Producer中计算消息partition的流程较为简单：

若record指定partition，则直接返回。
若自定义了partitioner则使用自定义规则的分区计算方式
若指定了key并未配置partitioner.ignore.keys，则使用murmur2算法得出partition
否则将partition设置为UNKNOWN_PARTITION，这会在org.apache.kafka.clients.producer.internals.RecordAccumulator#append方法中进行处理。

private int partition(ProducerRecord<K, V> record, byte[] serializedKey, byte[] serializedValue, Cluster cluster) {  
    if (record.partition() != null)  
        return record.partition();  
  
    if (partitioner != null) {  
        int customPartition = partitioner.partition(  
            record.topic(), record.key(), serializedKey, record.value(), serializedValue, cluster);  
        if (customPartition < 0) {  
            throw new IllegalArgumentException(String.format(  
                "The partitioner generated an invalid partition number: %d.

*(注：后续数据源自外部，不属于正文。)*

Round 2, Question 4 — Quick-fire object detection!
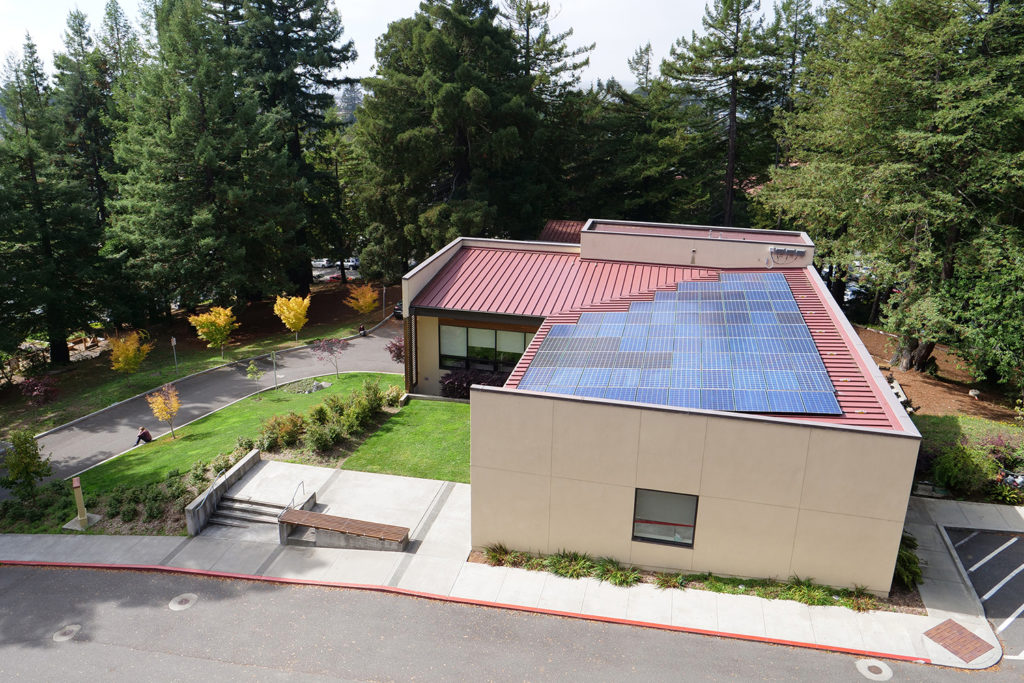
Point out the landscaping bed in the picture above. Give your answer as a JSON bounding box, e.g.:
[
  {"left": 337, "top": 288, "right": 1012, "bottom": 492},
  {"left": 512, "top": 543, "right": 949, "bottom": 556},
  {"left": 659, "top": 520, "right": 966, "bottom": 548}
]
[{"left": 469, "top": 544, "right": 928, "bottom": 614}]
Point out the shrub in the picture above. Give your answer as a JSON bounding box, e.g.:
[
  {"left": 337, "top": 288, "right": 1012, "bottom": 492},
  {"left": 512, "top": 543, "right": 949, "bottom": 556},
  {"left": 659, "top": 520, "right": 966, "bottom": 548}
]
[
  {"left": 144, "top": 500, "right": 164, "bottom": 522},
  {"left": 309, "top": 403, "right": 331, "bottom": 425},
  {"left": 324, "top": 394, "right": 345, "bottom": 417},
  {"left": 384, "top": 386, "right": 406, "bottom": 408},
  {"left": 441, "top": 370, "right": 509, "bottom": 398},
  {"left": 893, "top": 531, "right": 922, "bottom": 590},
  {"left": 302, "top": 423, "right": 339, "bottom": 453},
  {"left": 932, "top": 445, "right": 999, "bottom": 497},
  {"left": 545, "top": 550, "right": 594, "bottom": 579},
  {"left": 260, "top": 413, "right": 306, "bottom": 451},
  {"left": 362, "top": 380, "right": 384, "bottom": 415},
  {"left": 22, "top": 377, "right": 57, "bottom": 405}
]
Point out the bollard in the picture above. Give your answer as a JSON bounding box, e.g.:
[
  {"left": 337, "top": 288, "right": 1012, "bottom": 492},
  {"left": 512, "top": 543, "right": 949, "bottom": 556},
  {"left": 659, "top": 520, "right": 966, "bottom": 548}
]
[
  {"left": 71, "top": 477, "right": 89, "bottom": 528},
  {"left": 63, "top": 477, "right": 102, "bottom": 531}
]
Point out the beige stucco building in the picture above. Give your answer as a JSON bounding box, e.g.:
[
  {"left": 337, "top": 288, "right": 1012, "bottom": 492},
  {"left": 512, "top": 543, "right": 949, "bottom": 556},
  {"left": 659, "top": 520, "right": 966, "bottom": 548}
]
[{"left": 403, "top": 220, "right": 920, "bottom": 594}]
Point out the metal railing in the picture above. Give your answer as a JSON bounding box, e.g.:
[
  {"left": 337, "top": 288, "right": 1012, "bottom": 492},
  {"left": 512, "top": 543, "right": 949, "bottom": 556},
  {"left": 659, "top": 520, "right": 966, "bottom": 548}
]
[{"left": 278, "top": 481, "right": 306, "bottom": 519}]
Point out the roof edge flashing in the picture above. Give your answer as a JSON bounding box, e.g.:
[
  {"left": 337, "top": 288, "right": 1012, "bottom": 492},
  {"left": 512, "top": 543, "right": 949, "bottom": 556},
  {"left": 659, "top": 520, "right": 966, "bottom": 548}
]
[
  {"left": 470, "top": 384, "right": 921, "bottom": 440},
  {"left": 580, "top": 218, "right": 814, "bottom": 269}
]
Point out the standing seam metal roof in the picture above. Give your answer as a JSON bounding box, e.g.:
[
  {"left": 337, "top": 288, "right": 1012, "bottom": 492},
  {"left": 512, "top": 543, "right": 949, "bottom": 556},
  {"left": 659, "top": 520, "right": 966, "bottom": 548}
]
[{"left": 413, "top": 247, "right": 903, "bottom": 431}]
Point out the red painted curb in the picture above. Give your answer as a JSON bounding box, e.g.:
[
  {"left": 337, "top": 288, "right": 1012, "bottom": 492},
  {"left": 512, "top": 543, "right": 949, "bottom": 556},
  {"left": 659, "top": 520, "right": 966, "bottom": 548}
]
[{"left": 0, "top": 560, "right": 932, "bottom": 664}]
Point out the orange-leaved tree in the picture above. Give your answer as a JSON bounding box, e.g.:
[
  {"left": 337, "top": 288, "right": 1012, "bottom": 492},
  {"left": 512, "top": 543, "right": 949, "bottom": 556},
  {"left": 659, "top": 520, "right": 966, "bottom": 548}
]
[
  {"left": 145, "top": 384, "right": 181, "bottom": 438},
  {"left": 111, "top": 331, "right": 153, "bottom": 375},
  {"left": 273, "top": 294, "right": 310, "bottom": 341},
  {"left": 188, "top": 306, "right": 239, "bottom": 358},
  {"left": 345, "top": 285, "right": 380, "bottom": 314}
]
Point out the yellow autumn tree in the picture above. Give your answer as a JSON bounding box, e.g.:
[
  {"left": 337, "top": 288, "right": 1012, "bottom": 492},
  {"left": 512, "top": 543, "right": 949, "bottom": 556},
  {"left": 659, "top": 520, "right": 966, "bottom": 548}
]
[
  {"left": 188, "top": 306, "right": 239, "bottom": 358},
  {"left": 111, "top": 332, "right": 153, "bottom": 375},
  {"left": 345, "top": 285, "right": 380, "bottom": 314},
  {"left": 145, "top": 384, "right": 181, "bottom": 438},
  {"left": 273, "top": 294, "right": 310, "bottom": 341}
]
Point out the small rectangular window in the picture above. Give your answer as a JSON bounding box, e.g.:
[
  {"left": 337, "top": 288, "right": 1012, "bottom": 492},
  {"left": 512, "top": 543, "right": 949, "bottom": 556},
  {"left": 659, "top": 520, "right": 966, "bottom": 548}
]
[
  {"left": 633, "top": 488, "right": 697, "bottom": 548},
  {"left": 440, "top": 325, "right": 466, "bottom": 357}
]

Partition number should always be non-negative.", customPartition));  
        }  
        return customPartition;  
    }  
  
    if (serializedKey != null && !partitionerIgnoreKeys) {  
        // hash the keyBytes to choose a partition  
        return BuiltInPartitioner.partitionForKey(serializedKey, cluster.partitionsForTopic(record.topic()).size());  
    } else {  
        return RecordMetadata.UNKNOWN_PARTITION;  
    }  
}

Partitioner提供了以下三个接口：

int partition(String topic, Object key, byte[] keyBytes, Object value, byte[] valueBytes, Cluster cluster)：自定义分区计算方法。
void close()：用于partitioner关闭资源的方法。
void onNewBatch(String topic, Cluster cluster, int prevPartition)：从3.3.0开始废弃，用于通知partitioner新分区被创建，sticky分区方式可以改变新分区的黏性分区。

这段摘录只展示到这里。